So there I was. Swiping my Chase debit card at Country Cupboard paying for my 6-pack of O’douls (Original, not Amber). All was going as expected until American Spirits hacked into my peripheral, infiltrated my senses with nothing more than a 3inch x 2.5inch piece of paper; clean, simple and too much for me to resist picking up off the check out counter. What happened from there was nothing short of a modern day marketing fairy tale.
That 3inch x 2.5inch piece of paper was a Trojan horse that once in my hands unfolded releasing 81 square inches of exactly what I wanted to see: Bold bright beautiful fonts. Charts that were both informative and somehow entertaining. Straight forward coupons, codes and promos that didn’t make me go, “pfffsssshhht, yea, I’ll get right on that.” Even the SURGEON GENERAL’S WARNING was in some weird way welcoming. I know! How could that be?! Even as I write this I still don’t know.
Picking up shiny objects isn’t a marketing miracle. Bugs do it, babies do it, and apparently Brandons do it too. My grandma’s parrot Tiki pecked the “ruby” from the ring I bought my mom for Christmas when I was in 1st grade…while she was wearing it! But what happened next is a testament to a great piece of advertising. I, a 26 year strong non-smoker, decided to go to www.tryamericanspirits.com and see if the website made me as warm and fuzzy as their print piece had.
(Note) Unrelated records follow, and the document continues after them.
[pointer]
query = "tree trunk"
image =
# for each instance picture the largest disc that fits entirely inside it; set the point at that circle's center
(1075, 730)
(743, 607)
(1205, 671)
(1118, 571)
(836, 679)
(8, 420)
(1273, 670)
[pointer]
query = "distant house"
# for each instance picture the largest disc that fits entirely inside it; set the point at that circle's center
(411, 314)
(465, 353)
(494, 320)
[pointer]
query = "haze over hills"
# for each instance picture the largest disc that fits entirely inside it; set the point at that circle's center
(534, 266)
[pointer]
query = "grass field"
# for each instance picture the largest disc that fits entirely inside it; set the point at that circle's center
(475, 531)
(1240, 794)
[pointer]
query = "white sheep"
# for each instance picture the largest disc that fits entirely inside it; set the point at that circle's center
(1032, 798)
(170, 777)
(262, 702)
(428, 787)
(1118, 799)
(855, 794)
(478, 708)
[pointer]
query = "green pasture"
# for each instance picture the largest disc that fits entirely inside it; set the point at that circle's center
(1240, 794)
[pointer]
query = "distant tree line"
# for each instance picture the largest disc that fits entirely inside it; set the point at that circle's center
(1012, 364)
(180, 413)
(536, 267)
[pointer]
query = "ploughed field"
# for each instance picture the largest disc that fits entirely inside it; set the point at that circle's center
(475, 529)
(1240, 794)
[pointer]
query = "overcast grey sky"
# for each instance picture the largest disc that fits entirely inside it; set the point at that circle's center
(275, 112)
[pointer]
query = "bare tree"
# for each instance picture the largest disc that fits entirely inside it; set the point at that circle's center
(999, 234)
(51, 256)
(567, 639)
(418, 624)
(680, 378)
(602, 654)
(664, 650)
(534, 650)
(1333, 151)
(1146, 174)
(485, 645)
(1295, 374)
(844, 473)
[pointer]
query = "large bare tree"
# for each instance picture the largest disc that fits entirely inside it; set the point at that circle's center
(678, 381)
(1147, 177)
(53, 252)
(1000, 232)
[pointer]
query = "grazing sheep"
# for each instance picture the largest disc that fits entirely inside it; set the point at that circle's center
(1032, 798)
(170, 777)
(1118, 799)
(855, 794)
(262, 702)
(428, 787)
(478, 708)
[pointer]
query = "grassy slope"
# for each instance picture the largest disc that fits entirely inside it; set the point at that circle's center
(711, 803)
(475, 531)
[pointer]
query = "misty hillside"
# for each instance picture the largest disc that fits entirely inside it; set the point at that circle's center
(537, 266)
With nothing to gain except access to one of billions of websites in the world, I eagerly filled in dozens of *required fields AND waited for verification that the information I entered was accepted by the American Spirits powers that be. My first attempt was denied because I lied about my birth date. Ashamed but still dying to reach the virtual holy land I entered true information including the last four digits of my social security number. I was in. It was beautiful. The blues, yellows and greens of their product packaging bled into the fields and skies of their website backdrop. Soft, round fonts got softer and rounder when I clicked on them. Site map? More like treasure map. I effortlessly navigated anywhere I wanted. Check that – everywhere I wanted. My brand-induced assumption that they had been rolling these natural wonders since the early 1400’s was corrected by their perfectly presented company story articulating honest roots and thoughtful expansion since 1982.
These individual pleasantries don’t merit commenting about on their own accord, but the connectedness of the American Spirit brand certainly does. From print ads to product to packaging to website and back, any way you slice it, it’s all jelly. I feel like I can give American Spirits a hug or put it on a shelf. There’s nothing missing and no more to find out. They’re transparent and confident without being brash or obvious in their efforts and I appreciate that. I’ve used more “feeling words” in this blog post about cigarettes than I imagine I would muster up in a marriage proposal and ironically enough, like 40% of marriages in this country, this love story too will end in heartbreak. As swiftly as American Spirits swept me off my feet they dropped me on my heart and broke it. The simple fact that their product causes cancer ensures that I, like many, will never commit to using their product. Albeit a bittersweet moral victory I think it’s a marvelous one as it pertains to marketing and it should be celebrated. American Spirits were able to whisk me away on a trip I knew would end in disappointment, but I did it willingly and with a smile on my face every step of the way.